Baca juga: Rayya Makarim dan Tema Kekerasan Seksual dalam Film Indonesia
Riset menunjukkan bahwa literasi memiliki dampak positif dalam proses penyembuhan trauma. Penelitian Limor Pinhasi-Vittorio, yang hasilnya diterbitkan oleh Journal of Poetry Therapy pada 2018, mengeksplorasi peran literasi terhadap kehidupan perempuan yang sedang dalam pemulihan dari penyalahgunaan zat adiktif. Penelitian ini berfokus pada karya-karya dari sebuah lokakarya menulis dan membaca prosa, puisi.
Dari pengamatan Pinhasi dan Vittorio, lokakarya tersebut membuat para peserta menemukan suara mereka dalam tulisan; mengalami perubahan persepsi terhadap diri mereka dan mengapresiasi satu sama lain; mendapatkan sarana ekspresi dan berbagi trauma-trauma masa lalu, serta membicarakan tentang kecanduan mereka.

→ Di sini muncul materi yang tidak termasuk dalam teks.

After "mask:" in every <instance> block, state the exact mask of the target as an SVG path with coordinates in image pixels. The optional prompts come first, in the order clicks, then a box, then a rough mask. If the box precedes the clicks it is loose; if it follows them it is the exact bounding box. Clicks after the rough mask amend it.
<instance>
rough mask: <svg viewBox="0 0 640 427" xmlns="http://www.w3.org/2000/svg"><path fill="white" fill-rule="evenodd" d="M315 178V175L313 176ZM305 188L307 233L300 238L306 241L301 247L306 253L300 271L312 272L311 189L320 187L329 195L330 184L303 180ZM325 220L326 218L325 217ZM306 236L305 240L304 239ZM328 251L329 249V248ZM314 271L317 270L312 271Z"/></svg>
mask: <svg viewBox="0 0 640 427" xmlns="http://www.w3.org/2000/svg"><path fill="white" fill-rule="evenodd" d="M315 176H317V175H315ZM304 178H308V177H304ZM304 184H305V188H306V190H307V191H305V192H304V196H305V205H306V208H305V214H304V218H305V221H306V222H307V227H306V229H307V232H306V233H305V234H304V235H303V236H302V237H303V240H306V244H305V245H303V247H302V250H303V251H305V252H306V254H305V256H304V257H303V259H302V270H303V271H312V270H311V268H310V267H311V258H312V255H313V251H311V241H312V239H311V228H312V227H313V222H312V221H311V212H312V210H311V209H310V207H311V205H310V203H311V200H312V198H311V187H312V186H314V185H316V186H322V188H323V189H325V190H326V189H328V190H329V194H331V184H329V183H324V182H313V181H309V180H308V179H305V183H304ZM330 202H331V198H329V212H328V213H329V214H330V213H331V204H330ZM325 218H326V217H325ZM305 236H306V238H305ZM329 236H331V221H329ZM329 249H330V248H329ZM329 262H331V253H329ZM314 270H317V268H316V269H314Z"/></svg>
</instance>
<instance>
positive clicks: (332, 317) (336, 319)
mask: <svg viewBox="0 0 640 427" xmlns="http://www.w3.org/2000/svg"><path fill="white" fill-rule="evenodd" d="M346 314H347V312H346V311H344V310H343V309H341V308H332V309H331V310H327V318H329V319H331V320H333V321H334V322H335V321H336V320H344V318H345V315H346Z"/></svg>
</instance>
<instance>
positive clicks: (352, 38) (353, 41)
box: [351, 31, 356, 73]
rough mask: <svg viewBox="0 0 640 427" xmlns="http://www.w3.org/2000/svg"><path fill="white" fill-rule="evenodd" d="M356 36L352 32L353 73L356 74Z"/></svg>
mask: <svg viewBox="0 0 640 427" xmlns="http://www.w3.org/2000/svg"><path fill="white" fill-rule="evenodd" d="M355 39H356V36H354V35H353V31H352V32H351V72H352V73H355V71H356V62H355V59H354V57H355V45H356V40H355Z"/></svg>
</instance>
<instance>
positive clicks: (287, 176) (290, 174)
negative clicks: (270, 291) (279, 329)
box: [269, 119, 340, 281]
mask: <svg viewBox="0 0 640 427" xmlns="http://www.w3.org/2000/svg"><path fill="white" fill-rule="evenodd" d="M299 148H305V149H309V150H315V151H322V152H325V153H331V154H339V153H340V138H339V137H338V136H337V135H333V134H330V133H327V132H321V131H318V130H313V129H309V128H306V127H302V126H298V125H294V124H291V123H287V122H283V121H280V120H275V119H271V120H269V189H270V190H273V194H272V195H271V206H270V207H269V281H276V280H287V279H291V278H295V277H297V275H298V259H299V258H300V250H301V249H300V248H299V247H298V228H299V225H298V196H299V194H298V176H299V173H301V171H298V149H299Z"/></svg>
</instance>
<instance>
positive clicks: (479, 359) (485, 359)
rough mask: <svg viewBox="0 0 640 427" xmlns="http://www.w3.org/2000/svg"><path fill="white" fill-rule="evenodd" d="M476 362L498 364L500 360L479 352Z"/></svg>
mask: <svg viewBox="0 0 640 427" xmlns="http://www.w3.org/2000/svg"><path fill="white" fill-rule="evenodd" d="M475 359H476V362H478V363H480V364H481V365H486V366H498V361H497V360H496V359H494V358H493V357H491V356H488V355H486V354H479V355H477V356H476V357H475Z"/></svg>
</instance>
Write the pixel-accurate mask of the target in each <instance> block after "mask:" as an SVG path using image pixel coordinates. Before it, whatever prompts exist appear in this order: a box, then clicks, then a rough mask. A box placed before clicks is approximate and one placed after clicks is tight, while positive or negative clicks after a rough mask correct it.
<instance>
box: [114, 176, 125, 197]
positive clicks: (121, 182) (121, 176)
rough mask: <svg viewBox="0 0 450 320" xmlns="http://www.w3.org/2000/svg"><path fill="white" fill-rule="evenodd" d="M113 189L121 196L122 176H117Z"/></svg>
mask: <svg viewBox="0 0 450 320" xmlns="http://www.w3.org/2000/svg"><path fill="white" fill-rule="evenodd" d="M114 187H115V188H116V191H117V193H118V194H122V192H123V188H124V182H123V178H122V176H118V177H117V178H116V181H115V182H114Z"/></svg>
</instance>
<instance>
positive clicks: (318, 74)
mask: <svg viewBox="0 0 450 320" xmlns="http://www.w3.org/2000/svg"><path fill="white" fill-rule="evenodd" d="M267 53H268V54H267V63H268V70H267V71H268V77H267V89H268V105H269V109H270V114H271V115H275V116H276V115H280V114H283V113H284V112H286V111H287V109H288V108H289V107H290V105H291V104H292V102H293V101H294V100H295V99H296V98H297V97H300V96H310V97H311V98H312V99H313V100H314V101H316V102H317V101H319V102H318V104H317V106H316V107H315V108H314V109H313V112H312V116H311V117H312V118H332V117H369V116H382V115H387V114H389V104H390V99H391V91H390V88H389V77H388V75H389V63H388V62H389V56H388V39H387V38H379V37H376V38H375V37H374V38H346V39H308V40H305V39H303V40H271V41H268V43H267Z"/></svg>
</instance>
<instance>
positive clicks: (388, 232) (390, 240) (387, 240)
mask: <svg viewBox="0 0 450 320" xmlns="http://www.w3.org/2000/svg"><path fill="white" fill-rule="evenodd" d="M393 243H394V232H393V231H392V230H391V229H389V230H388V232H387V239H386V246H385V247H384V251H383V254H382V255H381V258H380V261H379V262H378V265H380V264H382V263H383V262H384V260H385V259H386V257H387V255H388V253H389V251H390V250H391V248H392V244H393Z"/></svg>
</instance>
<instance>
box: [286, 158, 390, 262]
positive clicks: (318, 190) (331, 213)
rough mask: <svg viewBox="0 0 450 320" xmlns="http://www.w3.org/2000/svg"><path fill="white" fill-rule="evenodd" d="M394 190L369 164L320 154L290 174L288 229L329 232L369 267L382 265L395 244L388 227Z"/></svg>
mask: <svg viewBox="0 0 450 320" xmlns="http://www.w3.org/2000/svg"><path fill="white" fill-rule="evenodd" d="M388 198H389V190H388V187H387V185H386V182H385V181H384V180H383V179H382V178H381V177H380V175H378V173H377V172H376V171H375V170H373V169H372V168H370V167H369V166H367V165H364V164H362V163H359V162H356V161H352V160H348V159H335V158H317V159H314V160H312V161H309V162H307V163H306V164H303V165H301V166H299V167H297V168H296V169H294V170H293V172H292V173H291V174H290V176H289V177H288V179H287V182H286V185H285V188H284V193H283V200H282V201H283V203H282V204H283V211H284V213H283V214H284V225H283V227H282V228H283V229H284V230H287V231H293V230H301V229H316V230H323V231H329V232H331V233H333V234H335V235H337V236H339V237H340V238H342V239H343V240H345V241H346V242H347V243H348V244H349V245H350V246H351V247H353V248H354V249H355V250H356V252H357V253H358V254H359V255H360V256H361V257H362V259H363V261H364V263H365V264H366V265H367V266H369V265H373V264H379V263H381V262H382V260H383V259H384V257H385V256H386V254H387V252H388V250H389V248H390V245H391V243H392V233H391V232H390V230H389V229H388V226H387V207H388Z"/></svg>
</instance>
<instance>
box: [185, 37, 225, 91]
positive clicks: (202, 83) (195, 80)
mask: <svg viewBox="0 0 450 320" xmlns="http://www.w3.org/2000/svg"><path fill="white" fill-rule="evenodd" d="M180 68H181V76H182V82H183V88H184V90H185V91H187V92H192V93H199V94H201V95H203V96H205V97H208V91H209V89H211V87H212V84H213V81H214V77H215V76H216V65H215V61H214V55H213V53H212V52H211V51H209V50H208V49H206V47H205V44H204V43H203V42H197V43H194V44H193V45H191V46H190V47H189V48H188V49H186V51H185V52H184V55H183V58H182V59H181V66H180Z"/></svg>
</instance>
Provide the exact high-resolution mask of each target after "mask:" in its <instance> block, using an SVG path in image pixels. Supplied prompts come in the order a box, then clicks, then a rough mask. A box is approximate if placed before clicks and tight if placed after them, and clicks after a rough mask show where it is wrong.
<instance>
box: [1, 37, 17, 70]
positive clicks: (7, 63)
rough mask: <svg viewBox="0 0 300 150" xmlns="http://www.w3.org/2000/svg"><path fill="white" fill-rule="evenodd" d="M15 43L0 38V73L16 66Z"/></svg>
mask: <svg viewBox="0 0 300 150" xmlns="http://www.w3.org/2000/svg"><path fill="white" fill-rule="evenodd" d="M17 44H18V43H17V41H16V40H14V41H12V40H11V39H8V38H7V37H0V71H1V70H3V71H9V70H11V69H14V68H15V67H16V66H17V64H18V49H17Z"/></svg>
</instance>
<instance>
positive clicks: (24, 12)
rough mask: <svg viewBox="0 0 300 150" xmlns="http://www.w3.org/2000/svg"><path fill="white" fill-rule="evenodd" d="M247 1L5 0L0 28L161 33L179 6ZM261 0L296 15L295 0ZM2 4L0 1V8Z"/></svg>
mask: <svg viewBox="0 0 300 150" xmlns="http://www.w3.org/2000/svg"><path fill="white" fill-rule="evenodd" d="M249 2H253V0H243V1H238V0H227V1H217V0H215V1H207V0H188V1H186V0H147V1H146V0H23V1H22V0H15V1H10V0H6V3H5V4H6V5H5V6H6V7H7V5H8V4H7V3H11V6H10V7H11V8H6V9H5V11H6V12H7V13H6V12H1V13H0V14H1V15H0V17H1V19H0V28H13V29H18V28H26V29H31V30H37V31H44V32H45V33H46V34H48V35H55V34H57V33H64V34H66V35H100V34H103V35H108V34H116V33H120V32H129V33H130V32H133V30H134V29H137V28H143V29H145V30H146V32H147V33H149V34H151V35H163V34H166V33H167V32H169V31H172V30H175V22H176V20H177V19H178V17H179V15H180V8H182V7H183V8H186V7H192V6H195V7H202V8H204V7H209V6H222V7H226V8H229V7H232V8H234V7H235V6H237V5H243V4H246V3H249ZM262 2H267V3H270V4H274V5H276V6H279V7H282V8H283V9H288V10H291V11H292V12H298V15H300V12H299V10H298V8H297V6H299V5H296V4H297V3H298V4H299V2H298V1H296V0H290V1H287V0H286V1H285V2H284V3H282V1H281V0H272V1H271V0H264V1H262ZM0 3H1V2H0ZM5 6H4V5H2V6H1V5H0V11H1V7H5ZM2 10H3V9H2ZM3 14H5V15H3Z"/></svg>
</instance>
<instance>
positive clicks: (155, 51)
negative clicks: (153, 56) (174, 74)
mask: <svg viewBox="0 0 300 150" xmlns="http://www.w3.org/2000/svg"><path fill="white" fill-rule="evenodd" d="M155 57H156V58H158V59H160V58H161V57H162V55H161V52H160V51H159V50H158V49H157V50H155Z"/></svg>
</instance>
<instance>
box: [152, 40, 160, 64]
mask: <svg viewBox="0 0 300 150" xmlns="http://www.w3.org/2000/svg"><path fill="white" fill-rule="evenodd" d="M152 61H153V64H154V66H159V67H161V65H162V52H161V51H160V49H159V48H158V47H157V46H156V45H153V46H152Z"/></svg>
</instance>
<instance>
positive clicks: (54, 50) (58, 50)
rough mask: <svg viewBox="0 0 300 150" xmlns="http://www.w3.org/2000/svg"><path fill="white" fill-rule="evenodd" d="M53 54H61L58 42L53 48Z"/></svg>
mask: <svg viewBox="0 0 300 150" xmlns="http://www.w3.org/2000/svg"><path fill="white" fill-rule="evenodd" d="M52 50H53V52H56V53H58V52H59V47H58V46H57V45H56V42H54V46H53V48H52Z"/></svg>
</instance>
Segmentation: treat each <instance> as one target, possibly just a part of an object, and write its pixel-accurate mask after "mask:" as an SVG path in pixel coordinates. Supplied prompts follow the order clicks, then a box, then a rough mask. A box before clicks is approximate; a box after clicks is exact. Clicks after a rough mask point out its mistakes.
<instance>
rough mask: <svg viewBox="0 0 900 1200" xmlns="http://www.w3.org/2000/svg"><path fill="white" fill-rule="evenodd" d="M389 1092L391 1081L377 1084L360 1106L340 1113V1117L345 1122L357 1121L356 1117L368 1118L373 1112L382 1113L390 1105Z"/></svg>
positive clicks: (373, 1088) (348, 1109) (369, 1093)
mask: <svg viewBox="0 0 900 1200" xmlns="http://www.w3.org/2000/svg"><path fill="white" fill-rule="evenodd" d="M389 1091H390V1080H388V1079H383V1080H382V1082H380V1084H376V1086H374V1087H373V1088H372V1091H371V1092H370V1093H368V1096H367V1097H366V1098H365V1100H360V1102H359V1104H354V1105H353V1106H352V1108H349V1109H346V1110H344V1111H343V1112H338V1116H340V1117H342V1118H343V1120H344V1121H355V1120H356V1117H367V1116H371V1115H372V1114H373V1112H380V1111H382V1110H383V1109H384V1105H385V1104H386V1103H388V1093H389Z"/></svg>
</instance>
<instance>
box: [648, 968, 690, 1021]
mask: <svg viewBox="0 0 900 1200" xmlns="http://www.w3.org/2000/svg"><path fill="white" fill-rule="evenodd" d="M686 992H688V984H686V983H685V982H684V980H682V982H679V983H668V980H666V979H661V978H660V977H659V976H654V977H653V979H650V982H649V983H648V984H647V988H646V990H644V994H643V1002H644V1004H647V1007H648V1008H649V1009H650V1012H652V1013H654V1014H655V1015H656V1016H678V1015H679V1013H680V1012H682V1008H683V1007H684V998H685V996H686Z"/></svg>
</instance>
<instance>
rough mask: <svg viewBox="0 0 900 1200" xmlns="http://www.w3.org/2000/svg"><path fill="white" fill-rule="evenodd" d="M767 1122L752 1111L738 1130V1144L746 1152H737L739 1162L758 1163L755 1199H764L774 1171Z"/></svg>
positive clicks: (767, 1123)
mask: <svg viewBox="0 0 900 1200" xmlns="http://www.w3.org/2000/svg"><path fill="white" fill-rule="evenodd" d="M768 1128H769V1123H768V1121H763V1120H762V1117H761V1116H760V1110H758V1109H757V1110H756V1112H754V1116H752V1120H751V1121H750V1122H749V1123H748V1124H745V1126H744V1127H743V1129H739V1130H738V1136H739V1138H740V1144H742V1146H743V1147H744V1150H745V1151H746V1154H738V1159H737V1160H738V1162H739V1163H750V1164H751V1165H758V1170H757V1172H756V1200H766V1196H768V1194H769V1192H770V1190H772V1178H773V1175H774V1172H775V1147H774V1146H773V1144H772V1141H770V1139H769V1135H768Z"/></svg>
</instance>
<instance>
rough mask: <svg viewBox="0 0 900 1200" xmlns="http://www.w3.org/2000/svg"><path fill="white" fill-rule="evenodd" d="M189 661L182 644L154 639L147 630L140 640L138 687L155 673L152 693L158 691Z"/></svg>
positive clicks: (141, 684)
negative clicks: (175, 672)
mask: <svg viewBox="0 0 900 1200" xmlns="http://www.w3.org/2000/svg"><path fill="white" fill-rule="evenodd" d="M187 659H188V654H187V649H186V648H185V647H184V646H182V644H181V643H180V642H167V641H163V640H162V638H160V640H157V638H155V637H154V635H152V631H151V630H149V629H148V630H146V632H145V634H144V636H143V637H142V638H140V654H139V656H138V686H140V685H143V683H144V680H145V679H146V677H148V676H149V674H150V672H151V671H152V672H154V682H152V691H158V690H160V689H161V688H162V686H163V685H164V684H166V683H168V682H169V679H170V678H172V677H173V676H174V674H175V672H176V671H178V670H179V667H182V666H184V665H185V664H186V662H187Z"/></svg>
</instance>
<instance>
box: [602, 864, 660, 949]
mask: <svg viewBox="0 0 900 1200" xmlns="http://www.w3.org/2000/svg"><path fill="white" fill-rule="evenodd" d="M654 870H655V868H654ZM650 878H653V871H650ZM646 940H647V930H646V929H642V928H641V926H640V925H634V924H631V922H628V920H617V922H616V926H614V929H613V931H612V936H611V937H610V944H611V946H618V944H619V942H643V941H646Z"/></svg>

Menurut Eliza, medium seni membantu para penyintas untuk lebih memahami pengalaman itu, apa ihwal ketidakadilan yang dialami. Karena sifatnya yang sangat personal, seni pun juga dapat diartikan sebagai penanda dari korban menjadi penyintas atau pejuang, ujarnya.
“Dengan seni dan kisah kita bisa membangun empati orang lain yang tidak bisa terjalin dengan sekadar fakta atau statistik. Kisah penyintas pun penting untuk mematahkan asumsi keliru yang banyak dimiliki masyarakat yang mungkin belum pernah mendengar langsung dari para penyintas,” kata Eliza.
Sebagai penulis, Dewi Nov mengatakan ia tahu betul bagaimana seni membantunya dalam memulihkan trauma yang sudah 19 tahun ia pendam.
“Ketika dituangkan dalam sebuah karya seni, ada semacam jarak antara aku dan karya itu. Hal ini membuat aku memiliki ruang untuk berefleksi terhadap apa yang terjadi padaku. Sudah sejauh mana aku pulih, dan bagaimana lagi yang perlu aku pulihkan,” ujarnya.